I could never get on with the Guardian in my youth, all a bit shouty socialist in my (then) very fucking far from humble opinion. Weirdly (or not) I am more comfortable with it these days. Maybe I’m just happier that it is editing out the spelling mistakes more effectively.
So, my paper of choice was the Independent. Brought about with Andreas Whittam-Smith at the helm, it was a great read. It had a balance of opinions, not all of them ones I agreed with by a very long chalk but ones that I could read and get an understanding of the other point of view. It challenged the establishment in a proper way, it held people and itself to account. Plus, it had a terrific sports section. Martin Johnson on cricket (and on checking I see he’s back there again! Well that’s cool…) until he buggered off to the Telegraph. Then Derek Pringle who spoke from experience and wrote really well. Anyway, I liked that it educated me and broadened my outlook on subjects old and new.

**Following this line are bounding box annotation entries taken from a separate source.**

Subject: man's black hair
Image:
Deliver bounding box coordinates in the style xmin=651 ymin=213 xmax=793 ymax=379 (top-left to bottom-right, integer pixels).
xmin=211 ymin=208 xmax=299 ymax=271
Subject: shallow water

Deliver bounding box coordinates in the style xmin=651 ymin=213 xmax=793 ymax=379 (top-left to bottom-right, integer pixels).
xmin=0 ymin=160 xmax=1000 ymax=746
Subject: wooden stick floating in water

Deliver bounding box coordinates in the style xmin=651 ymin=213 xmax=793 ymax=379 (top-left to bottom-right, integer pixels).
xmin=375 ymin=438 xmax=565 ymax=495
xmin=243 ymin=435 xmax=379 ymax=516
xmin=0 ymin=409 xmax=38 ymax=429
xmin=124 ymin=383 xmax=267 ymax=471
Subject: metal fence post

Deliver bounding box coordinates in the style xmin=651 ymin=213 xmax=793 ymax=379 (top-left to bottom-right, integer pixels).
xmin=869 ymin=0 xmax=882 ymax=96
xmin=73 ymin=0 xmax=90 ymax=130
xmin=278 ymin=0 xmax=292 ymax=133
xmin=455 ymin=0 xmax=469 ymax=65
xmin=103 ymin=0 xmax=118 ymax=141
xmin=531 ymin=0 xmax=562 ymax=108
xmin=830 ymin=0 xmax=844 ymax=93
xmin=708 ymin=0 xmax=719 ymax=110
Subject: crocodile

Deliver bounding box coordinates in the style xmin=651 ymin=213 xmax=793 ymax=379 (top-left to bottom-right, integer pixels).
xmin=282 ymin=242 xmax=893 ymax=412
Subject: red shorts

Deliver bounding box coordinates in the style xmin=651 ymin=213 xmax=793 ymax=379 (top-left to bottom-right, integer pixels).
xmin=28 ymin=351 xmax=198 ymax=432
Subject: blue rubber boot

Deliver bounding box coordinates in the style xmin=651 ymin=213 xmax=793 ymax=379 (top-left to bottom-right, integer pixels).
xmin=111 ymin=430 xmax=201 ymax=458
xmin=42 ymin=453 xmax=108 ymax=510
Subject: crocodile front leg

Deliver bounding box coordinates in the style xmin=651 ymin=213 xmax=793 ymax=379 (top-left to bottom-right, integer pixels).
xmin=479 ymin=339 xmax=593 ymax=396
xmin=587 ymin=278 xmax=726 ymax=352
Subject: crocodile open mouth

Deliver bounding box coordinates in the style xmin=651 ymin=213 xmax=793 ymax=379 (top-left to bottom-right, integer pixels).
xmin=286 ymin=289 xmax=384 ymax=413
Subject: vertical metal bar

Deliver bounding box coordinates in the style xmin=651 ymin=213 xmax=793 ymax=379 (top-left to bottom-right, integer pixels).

Then, in the early naughties, like all newsprint with a shrinking readership, it felt compelled to try new stuff out in a desperate attempt to please everybody. By this time AW-S was long gone, the marketeers were let loose and a distinctly London-centric air was beginning to permeate the paper. Similarly, my outlook on life was changing in fairly dramatic ways. I had been homeless, I was developing a very focused (for me!) social conscience. I would read the Indy when I had a chance and so much of what they were writing about, as well as *how* they were writing about it, was getting further and further away from the reality of life as I saw it. It struck me that the paper had become an echo chamber for the privileged class of any stripe. Old money, new money, old establishment, new… You were guaranteed a platform in the paper if you added cachet to the paper because of your background.
Bono was regally appointed visiting editor to add a certain edginess to the social voice of the paper. The effect was to inspire nausea in me for one and I am pretty sure I wasn’t alone.
So it’s safe to say I fell out of love with the paper. Like all spurned friends I would see it occasionally and take a look to see if things had changed and, with a sad shake of my head, realise that, if anything, it had worsened.
To confirm this I present today’s article by Grace Dent that should be called My Posh Mates. This is precisely why I don’t buy it anymore…
Having said that, as I write this here blog a bit more I shall refer to examples from the Indy (good and bad) as I go. (And before you ask, I’ll be looking online!)